Eligible enrollees may lose Medicaid coverage if they don’t receive a renewal form, don’t understand what they’re required to do to maintain coverage, don’t return the form in time, or if a Medicaid agency falls behind in processing paperwork. Fortunately, some states are using innovative strategies to streamline renewals and to more effectively communicate with enrollees to reduce the risk of eligible people losing coverage.
- Communication and outreach. To increase awareness among enrollees and help stakeholders understand the steps they need to take to renew their coverage, states should communicate unwinding plans and information to enrollees and community members via user-friendly webpages. For example, Colorado and Pennsylvania have created unwinding homepages with toolkits, messaging information, detailed instructions for enrollees, and frequently asked questions. Some states are also communicating directly with enrollees through text messages.
- Displaying the renewal date. Many people are hearing unwinding messages now, but most states are conducting renewals over the course of 12 months. If enrollees don’t know when their renewal is due, they may be concerned that they haven’t received a renewal notice and call eligibility workers, which increases traffic at call centers. To reduce confusion and increase enrollees’ awareness, some states are providing a user-friendly avenue for enrollees (and providers, in some cases) to check the month of their scheduled renewal. Several states, including Kentucky, allow users to view their renewal month through their online portal.
- Call center best practices. As call center volume and wait times increase during unwinding, states can take steps to improve the experience of callers seeking assistance and make it easier for them to take action to renew their coverage. For example, New Mexico informs callers of the expected wait time and offers a callback option. Along with the callback option, Kansas offers a separate dial option to update contact information, simplifying a key step for people in the renewal process. Massachusetts offers the option to schedule an appointment with the call center, including with an interpreter if needed. Adopting such practices also helps agencies better manage incoming inquiries, helping to alleviate workload challenges.

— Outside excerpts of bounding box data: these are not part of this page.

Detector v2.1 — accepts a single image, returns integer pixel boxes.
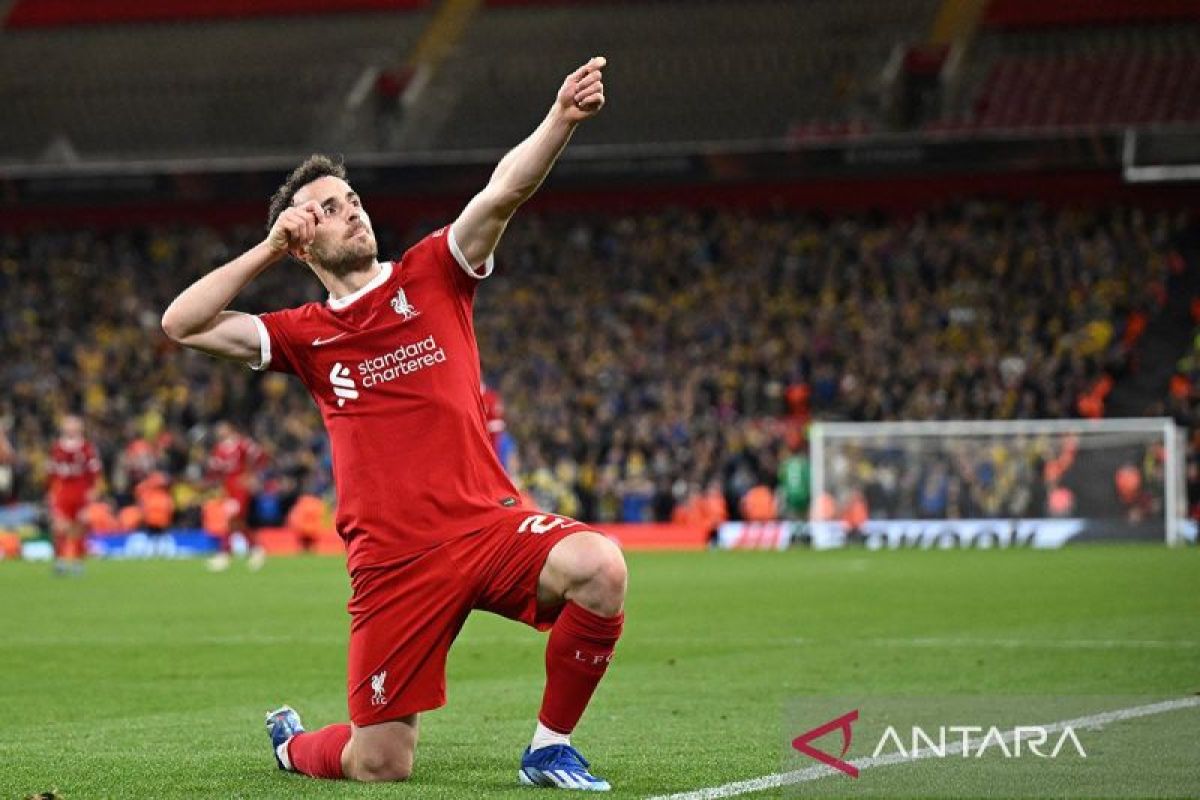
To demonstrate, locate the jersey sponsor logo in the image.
[329,361,359,408]
[358,333,446,389]
[391,289,421,323]
[312,331,346,347]
[371,669,388,705]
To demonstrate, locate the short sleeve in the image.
[250,311,296,373]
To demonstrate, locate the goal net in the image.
[809,417,1192,548]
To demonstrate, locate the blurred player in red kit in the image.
[206,421,266,572]
[162,58,626,790]
[47,414,101,575]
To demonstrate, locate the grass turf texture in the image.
[0,546,1200,800]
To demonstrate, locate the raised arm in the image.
[162,201,320,363]
[452,56,606,264]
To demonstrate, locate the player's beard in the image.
[312,235,379,275]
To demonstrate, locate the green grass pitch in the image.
[0,546,1200,800]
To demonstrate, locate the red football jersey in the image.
[256,227,520,572]
[49,438,100,501]
[208,434,263,494]
[482,384,505,453]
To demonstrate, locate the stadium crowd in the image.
[0,201,1182,532]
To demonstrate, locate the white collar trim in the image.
[329,261,391,311]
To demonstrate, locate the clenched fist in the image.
[556,55,607,122]
[266,200,322,253]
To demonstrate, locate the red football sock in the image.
[288,723,350,778]
[538,602,625,734]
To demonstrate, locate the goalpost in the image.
[809,417,1195,548]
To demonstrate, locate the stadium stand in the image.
[414,0,936,148]
[0,201,1183,521]
[926,20,1200,131]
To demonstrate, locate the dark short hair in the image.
[266,152,346,230]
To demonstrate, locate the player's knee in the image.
[350,747,413,783]
[354,754,413,783]
[586,540,629,614]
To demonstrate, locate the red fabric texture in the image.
[538,602,625,733]
[288,723,350,778]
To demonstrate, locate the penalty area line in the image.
[648,697,1200,800]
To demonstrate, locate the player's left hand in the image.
[556,55,607,122]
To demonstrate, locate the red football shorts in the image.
[347,509,593,726]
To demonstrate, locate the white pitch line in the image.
[648,697,1200,800]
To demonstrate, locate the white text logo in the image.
[358,335,446,389]
[329,361,359,408]
[871,724,1087,758]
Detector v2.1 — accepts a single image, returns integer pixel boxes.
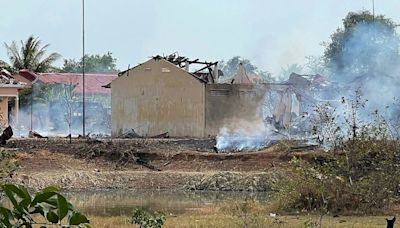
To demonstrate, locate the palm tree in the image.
[4,36,61,72]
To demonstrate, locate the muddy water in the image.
[66,190,268,216]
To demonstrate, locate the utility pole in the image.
[82,0,86,137]
[372,0,375,18]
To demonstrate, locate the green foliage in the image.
[274,95,400,214]
[0,184,90,228]
[131,208,166,228]
[221,198,266,228]
[324,11,399,76]
[5,36,61,72]
[61,52,118,73]
[0,149,20,181]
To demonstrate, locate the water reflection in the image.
[66,190,268,216]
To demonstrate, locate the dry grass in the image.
[85,208,386,228]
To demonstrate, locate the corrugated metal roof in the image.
[37,73,118,94]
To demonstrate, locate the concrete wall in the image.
[111,59,205,137]
[0,87,18,128]
[0,97,8,128]
[205,84,269,136]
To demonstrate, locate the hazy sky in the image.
[0,0,400,73]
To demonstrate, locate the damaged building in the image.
[107,56,324,138]
[109,56,272,138]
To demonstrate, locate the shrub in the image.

- Waiving asset tests for elderly and disabled enrollees. States have a lot of policy flexibility for their elderly and disabled enrollees. These enrollees are often referred to as non-MAGI populations because their eligibility is not determined based on the “modified adjusted gross income” standard used for other enrollees. They often face cumbersome Medicaid renewals because federal rules do not currently require states to simplify procedures for non-MAGI enrollees in ways that are mandated for other groups. But states can and should streamline these processes, and some are doing so. For example, California and Minnesota have waived asset tests for most of their non-MAGI populations during unwinding to significantly reduce administrative burden on enrollees and eligibility workers.
- Data transparency. Transparency in unwinding outcomes allows the agency, consumer advocates, and other stakeholders to address issues that arise during unwinding. Because unwinding will last about a year, publishing and analyzing early results can allow for course correction to improve the process in subsequent months. For example, data showing that a large number of people aren’t returning their renewal forms should lead to redoubled outreach and communication efforts by states, community organizations, and providers. In addition, data that can be disaggregated by race and ethnicity, eligibility category, and ZIP code can help states more effectively target their efforts. Arizona, Iowa and Oregon offer examples of data disaggregation and operational activities. Operational data, such as call center wait times, renewal volumes, and determination outcomes (for example, in Utah) are also helpful in understanding states’ unwinding progress.